Grief – Love – Joy
Grief – Love – Joy
In the past two weeks I have experienced the depths of great grief and the heights of joy – a bittersweetness that has permeated my inner being. On Christmas Day, my beloved aunt and surrogate mom got her angel wings and passed into another existence. On December 30, my lovely granddaughter began her new life as a married woman. Depths and heights, bittersweet and achingly beautiful.
I used to think that I was capable of only one emotion at a time. I couldn’t love and be angry at the same time. I could not find joy in grief. After many years of living, I realize that we are multi-dimensional beings, capable of holding many emotions simultaneously. I can be angry and still love. I can feel grief and joy, love and hate, all in the same moment. In fact, I am meant to have wildly differing feelings about any given moment.

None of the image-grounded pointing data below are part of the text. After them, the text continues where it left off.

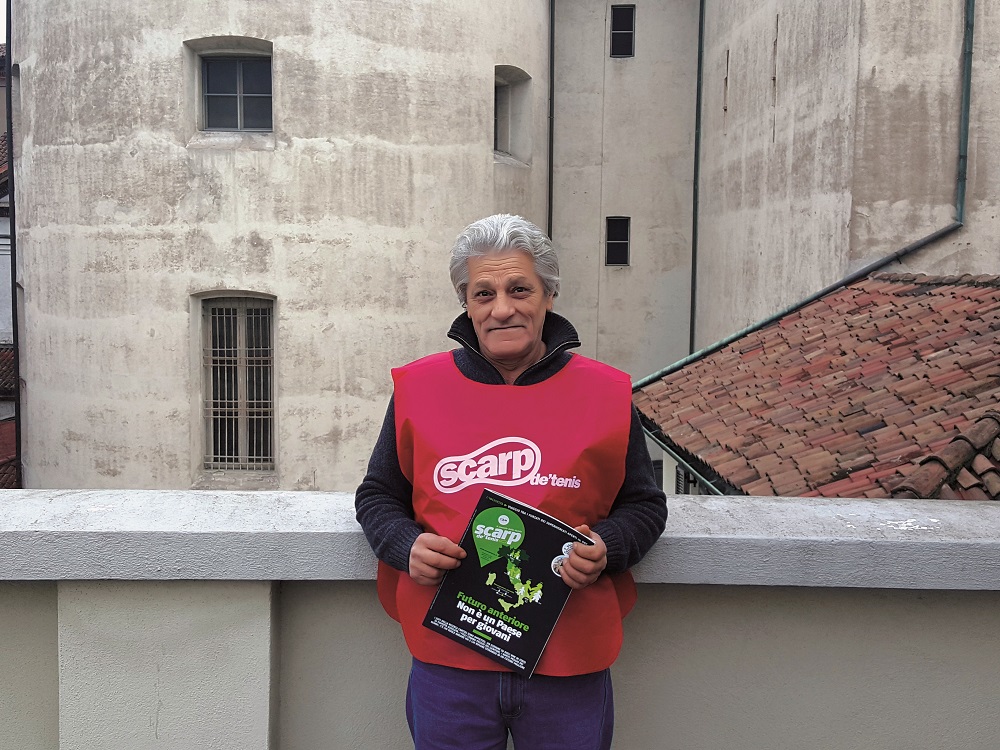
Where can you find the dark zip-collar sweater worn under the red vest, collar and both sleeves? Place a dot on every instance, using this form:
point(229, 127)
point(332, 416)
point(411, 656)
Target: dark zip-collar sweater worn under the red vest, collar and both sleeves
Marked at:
point(384, 501)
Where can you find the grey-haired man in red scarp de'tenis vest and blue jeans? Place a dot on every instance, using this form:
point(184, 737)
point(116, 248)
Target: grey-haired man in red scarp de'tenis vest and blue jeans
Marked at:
point(513, 375)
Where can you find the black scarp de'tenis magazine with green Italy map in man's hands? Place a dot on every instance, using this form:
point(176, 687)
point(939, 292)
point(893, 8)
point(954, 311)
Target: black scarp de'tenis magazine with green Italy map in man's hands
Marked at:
point(505, 598)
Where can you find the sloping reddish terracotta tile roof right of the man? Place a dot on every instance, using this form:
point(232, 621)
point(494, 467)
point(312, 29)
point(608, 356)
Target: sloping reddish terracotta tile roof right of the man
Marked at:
point(864, 392)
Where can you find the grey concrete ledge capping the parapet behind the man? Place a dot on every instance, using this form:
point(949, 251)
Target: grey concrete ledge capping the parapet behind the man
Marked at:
point(177, 535)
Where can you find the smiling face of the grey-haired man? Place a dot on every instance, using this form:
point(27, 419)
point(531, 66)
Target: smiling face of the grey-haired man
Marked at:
point(506, 301)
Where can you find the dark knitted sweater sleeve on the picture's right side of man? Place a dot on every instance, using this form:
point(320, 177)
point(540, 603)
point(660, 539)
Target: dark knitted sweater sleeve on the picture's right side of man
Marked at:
point(639, 513)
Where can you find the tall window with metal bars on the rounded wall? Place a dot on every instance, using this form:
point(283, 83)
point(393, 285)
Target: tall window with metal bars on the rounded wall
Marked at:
point(238, 381)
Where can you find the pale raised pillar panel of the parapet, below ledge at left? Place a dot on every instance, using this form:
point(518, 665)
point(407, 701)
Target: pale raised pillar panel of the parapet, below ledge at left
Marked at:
point(176, 655)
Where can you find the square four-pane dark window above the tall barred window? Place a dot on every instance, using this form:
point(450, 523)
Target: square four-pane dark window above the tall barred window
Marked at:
point(237, 93)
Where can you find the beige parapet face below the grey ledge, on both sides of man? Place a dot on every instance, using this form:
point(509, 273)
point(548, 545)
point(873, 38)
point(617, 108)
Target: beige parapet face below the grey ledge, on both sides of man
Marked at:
point(703, 667)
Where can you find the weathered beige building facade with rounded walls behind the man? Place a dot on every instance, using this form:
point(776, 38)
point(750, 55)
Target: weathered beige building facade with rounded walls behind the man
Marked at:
point(829, 139)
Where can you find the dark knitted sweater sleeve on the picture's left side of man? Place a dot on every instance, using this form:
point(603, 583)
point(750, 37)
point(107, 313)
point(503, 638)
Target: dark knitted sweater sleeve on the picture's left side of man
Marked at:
point(384, 500)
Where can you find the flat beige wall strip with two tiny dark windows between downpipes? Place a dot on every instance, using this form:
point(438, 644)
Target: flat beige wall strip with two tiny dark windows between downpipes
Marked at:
point(624, 133)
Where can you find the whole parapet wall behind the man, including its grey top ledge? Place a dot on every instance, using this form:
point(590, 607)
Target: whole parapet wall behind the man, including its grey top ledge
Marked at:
point(161, 619)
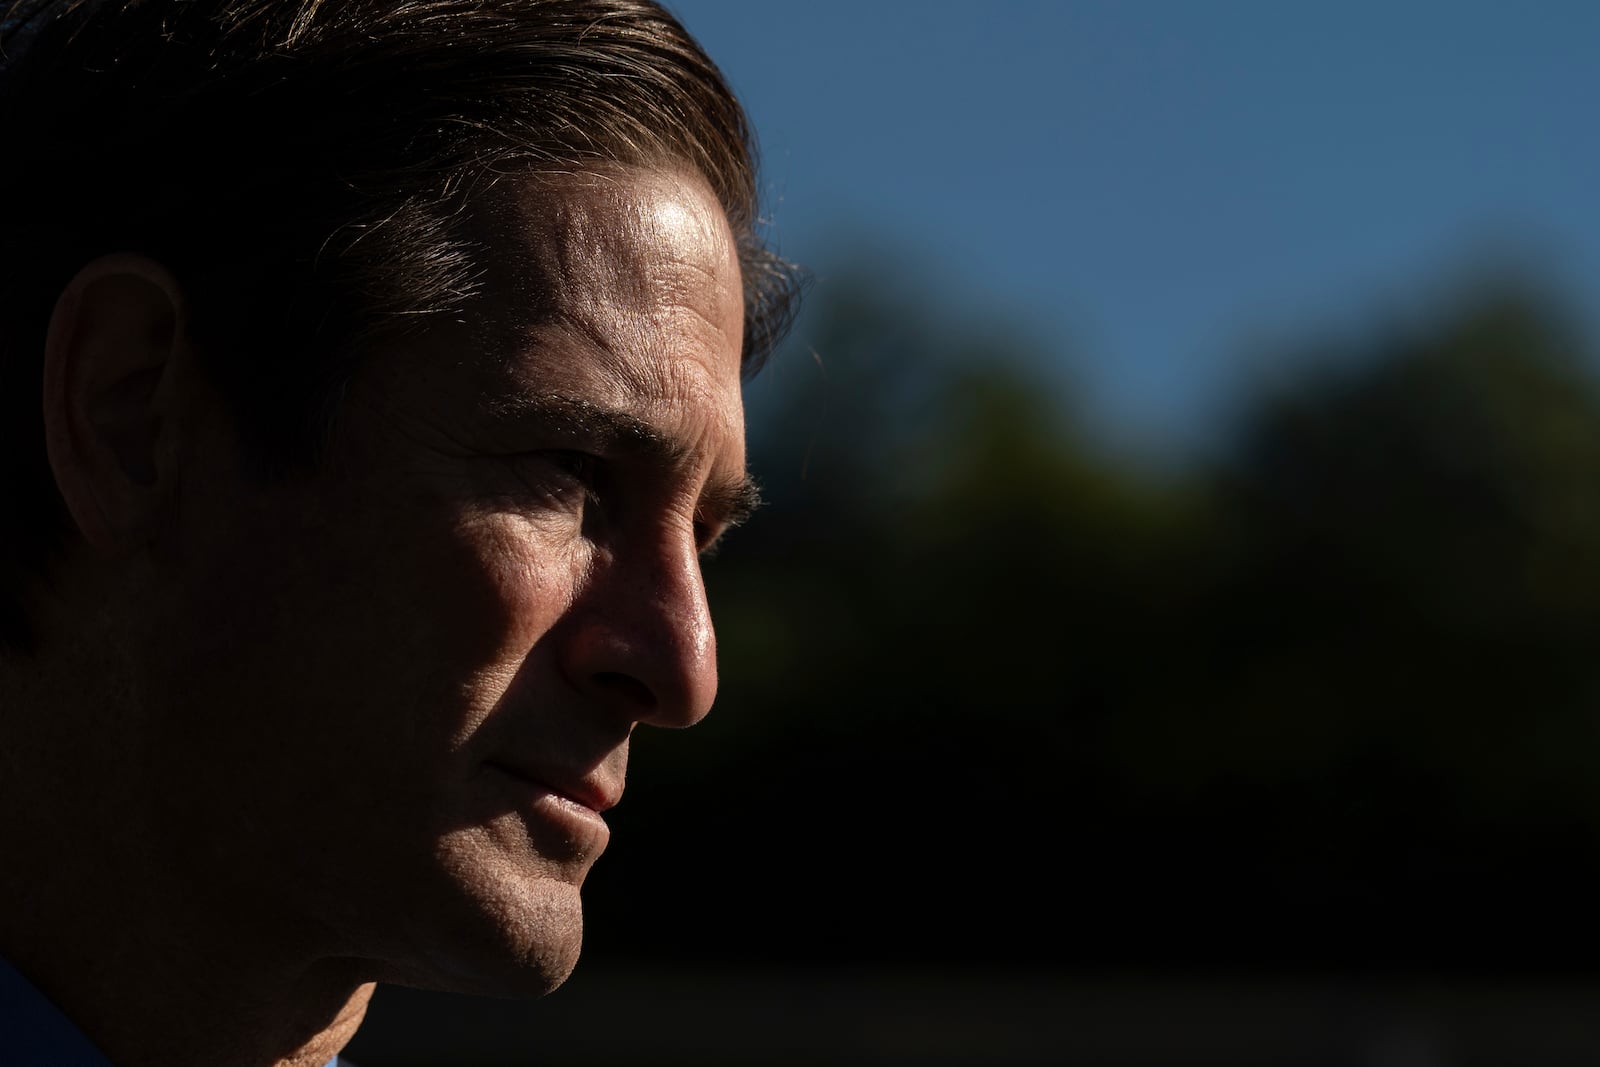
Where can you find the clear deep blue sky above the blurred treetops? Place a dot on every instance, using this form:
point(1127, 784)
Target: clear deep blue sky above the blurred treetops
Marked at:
point(1167, 190)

For example, in losing my aunt, I felt both joy and deep grief – joy that she was finally free of her frail body and confused mind and sorrow that she was gone. I was happy for her and sad for myself. I will miss her in so many ways.
At my granddaughter’s wedding I felt the same two emotions, joy and grief – joy for two lives joined together in love and promise, grief at the thought that my own life is passing so quickly. Both emotions were strongly present in me and not at all contradictory.
So many of our emotions are opposite sides of the same coin. In the case of grief and joy, what binds these emotions together is love. Without love, I would not grieve loss. Without love I would not know joy. I can hold both of these strong emotions simultaneously because in essence I can’t have one without the other. I must love in order to feel either. Love is the catalyst for feeling both joy and grief.
Love is the key component in our emotions. If I can find the love in what I am feeling in the moment – grief, rage, joy, surprise, fear, gratitude, annoyance, or myriads of other emotions – I can find a way to reconcile what seems to be conflicting feelings. I can accept the bitter with the sweet. I can allow the feelings to be what they are, to allow them to flow through me, and to be at peace within the tumult of many emotions flowing at once. Grief – Love – Joy, flowing together in a dance of life.